This article was originally published by The Lawyer’s Daily, part of LexisNexis Canada Inc.
*disponible en anglais seulement
One thing that hasn’t suffered from the COVID-19 pandemic is the big data analytics market — a development, however, that comes with a host of intellectual property (IP) and other legal issues.
“The pandemic has accelerated the development of worldwide data hubs to collect data, and the development of software tools to extract insights from data,” said Maya Medeiros in Norton Rose Fulbright LLP’s Vancouver office. “These insights can be used to find new ways to reduce disease spread, protect health-care workers and hasten new treatments and vaccines.”
Likely most familiar to the general public is Google’s new website, which shares location data it collects from smartphones in an effort to trace the effect of lockdown on population movements. Other data hubs collect clinical and research data, including COVID-19 Open Research Dataset, the most extensive coronavirus literature collection available for data and text mining, boasting more than 44,000 articles; and MiPasa, a joint effort of the World Health Organization and various technology companies that collects COVID-19 clinical and laboratory data.
Health datasets, in turn, can be combined with non-health datasets, such as the location and map datasets developed by Google and Esri, a mapping software company, to identify patterns and predictions about COVID-19 spread that assist in pandemic response. Data hubs can also incorporate software to generate analytics, export datasets and assist in the development of third-party applications.
But because data hubs are often available only on an “as-is” or “use at your own risk” basis, it falls on collaborators to manage risk.
For starters, such a framework should identify the creators and owners of the data, provide a mechanism for consent to the data’s use and ensure that only the actual owners of the data are contributing to the hub.
“Ensuring that only owners are contributors lessens the risk of future disputes over use of the data, the tools that result and any derived insights,” Medeiros said. “As well, if any data or software tools were included in a data hub without the permission of the owner, the use might be unlawful.”
The trend to global data hubs, however, complicates compliance.
“IP laws, privacy restrictions and consent rules can differ from jurisdiction to jurisdiction,” Medeiros said. “The contractual framework also gets a lot more complex.”
The complexity arises at the most fundamental levels.
“The degree to which different jurisdictions protect data can vary considerably,” said Mark Hayes of Hayes eLaw LLP in Toronto. “And what is protected may depend on the amount of processing involved.”
In general, the vast storage of data is not in and of itself protected, but Europe and North America do provide some levels of protection for data that has been analyzed, organized, verified or culled.

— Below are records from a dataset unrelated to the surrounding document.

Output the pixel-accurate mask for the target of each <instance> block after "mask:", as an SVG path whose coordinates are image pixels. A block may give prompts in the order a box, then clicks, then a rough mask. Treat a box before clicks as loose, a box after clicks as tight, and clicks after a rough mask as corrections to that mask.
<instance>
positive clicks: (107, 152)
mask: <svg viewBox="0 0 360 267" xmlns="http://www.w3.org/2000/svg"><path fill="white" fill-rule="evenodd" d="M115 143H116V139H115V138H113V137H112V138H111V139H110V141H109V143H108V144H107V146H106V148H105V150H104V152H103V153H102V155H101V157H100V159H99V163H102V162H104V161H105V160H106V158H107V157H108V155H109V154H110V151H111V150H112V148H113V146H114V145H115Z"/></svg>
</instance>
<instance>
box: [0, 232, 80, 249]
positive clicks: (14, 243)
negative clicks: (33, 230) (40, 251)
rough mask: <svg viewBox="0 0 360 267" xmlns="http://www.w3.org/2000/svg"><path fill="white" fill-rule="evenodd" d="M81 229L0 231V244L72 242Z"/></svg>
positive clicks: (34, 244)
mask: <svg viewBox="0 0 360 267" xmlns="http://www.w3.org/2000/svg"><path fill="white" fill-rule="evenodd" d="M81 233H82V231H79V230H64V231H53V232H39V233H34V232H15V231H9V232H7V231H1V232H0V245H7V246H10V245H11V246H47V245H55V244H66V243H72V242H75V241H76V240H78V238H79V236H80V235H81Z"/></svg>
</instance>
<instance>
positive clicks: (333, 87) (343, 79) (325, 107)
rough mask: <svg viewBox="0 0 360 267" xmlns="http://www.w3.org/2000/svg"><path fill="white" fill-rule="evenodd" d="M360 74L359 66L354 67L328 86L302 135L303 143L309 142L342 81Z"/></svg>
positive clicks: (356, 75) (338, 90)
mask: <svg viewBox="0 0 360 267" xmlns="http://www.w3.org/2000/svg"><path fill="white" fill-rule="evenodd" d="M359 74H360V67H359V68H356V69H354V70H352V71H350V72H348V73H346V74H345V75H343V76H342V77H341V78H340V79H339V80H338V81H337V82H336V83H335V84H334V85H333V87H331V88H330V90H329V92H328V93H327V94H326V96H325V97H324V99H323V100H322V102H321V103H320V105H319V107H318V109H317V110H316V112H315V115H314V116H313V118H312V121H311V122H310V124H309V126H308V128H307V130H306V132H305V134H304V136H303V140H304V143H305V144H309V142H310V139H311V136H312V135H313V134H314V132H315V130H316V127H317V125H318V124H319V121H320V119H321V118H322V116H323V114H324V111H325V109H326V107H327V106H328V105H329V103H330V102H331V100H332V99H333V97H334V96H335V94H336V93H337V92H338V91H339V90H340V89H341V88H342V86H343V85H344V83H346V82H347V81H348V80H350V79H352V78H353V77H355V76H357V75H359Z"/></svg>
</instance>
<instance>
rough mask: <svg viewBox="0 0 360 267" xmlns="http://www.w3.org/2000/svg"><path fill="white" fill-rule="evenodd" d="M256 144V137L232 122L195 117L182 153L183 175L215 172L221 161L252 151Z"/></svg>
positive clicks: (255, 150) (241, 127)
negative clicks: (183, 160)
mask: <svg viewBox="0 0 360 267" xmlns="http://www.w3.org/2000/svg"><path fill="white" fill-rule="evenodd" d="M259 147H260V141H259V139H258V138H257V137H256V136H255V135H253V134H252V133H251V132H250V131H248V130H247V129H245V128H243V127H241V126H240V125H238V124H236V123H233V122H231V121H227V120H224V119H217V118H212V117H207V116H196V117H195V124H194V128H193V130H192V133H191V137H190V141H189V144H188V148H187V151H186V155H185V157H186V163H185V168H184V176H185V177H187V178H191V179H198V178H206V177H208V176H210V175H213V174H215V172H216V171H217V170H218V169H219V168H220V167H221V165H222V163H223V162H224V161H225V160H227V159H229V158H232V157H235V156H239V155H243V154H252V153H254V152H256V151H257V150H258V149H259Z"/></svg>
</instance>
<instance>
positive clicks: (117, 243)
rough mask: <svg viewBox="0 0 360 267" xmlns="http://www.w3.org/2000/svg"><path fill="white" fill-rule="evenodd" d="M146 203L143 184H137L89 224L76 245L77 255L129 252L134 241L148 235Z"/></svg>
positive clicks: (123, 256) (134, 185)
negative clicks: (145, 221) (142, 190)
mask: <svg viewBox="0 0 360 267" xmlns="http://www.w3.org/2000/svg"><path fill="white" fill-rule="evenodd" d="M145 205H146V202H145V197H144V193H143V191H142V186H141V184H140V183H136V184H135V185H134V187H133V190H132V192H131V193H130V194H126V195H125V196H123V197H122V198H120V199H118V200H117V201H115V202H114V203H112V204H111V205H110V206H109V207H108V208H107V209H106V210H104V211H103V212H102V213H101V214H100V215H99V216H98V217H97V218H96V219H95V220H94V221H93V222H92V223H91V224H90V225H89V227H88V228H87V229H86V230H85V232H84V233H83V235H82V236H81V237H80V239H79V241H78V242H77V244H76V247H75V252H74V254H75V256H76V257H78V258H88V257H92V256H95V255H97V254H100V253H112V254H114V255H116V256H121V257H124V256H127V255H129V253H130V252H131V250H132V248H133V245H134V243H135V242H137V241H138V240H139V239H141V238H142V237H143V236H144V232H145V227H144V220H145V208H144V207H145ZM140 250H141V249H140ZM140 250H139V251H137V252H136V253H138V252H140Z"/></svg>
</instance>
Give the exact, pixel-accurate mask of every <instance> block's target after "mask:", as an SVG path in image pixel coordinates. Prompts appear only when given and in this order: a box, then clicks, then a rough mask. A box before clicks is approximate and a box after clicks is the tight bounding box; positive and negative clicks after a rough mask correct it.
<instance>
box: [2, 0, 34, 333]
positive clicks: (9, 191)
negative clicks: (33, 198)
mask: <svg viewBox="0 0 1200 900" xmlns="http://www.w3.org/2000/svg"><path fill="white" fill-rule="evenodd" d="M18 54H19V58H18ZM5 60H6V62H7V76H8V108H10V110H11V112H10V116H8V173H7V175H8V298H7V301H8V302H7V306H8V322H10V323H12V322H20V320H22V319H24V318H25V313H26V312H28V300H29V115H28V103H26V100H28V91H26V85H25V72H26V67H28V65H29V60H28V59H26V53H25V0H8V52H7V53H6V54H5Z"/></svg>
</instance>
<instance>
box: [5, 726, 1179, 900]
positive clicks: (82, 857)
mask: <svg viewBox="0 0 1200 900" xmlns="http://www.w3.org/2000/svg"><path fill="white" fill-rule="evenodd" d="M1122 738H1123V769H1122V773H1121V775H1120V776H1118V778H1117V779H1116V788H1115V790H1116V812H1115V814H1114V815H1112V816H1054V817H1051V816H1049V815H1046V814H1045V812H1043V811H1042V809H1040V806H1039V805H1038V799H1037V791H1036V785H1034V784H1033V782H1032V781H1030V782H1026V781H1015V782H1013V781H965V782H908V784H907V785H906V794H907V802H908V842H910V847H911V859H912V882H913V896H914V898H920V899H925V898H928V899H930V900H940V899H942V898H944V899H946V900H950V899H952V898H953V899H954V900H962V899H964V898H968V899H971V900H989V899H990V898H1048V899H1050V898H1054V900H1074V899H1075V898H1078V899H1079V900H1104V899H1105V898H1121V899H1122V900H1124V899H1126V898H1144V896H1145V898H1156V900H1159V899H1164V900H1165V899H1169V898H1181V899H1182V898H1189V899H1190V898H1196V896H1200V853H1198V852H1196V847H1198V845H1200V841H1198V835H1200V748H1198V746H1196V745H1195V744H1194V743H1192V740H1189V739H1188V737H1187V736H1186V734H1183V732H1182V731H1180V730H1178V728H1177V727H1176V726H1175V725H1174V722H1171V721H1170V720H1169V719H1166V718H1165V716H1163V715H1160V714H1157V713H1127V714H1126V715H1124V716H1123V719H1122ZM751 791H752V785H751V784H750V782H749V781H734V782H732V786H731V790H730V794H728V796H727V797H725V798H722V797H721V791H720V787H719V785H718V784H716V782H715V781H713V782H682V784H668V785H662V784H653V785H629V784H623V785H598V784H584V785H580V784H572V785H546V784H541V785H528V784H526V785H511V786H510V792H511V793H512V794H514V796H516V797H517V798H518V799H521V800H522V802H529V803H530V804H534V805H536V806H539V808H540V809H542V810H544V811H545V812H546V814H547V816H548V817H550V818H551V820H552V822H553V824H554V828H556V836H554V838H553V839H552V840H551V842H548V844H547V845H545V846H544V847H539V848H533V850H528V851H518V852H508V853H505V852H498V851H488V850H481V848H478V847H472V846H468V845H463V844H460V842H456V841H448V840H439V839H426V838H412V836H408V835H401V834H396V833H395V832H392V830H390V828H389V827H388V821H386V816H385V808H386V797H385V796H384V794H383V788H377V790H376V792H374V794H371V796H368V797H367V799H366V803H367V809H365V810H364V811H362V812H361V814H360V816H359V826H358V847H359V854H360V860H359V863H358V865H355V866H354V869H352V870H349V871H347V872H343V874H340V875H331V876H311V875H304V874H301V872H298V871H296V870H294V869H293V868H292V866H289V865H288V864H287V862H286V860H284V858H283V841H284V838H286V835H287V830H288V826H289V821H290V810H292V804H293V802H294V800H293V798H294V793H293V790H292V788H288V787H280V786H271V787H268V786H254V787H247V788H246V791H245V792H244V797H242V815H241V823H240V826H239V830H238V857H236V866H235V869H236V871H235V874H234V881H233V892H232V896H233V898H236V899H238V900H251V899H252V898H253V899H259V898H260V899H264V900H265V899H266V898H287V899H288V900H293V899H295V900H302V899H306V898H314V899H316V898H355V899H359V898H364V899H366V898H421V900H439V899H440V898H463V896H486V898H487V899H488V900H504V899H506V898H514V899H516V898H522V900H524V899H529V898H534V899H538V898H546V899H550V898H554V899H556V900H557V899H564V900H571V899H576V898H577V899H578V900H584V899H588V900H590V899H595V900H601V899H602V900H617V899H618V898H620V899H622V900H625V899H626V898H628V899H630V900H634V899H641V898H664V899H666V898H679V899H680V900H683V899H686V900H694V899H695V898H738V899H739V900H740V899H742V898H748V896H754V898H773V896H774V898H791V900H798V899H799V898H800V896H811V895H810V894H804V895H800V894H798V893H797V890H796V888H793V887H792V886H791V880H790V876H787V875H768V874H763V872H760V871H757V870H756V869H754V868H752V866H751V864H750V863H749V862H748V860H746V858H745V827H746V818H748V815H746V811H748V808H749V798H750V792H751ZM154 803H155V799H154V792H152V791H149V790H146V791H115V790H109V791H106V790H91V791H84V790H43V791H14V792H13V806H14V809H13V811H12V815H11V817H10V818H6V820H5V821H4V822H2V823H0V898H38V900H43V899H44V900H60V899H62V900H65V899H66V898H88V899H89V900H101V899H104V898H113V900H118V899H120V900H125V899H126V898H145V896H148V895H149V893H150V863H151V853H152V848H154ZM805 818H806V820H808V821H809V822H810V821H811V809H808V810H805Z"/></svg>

“To determine the extent to which a data hub is protected by copyright, then, we have to look at how the data is used, where it is used, where and how it is exploited, made available and communicated to the public,” Hayes said. “So, it’s a multifaceted analysis in terms of figuring out the degree of international protection available.”
Canada is “somewhere in the middle” on the spectrum of data protection.
“We have jurisprudence that points to copyright protection for certain data collections, like directories, but only where there is some element of creativity in the collation, organization or selection of the information,” Hayes said. “Telephone directories, then, are not likely protected, but Yellow Pages are likely protected.”
Canada, however, has nothing like the European Union’s Database Directive, which specifically gives protection to “a collection of independent works, data or other materials arranged in a systematic or methodical way and individually accessible by electronic or other means.”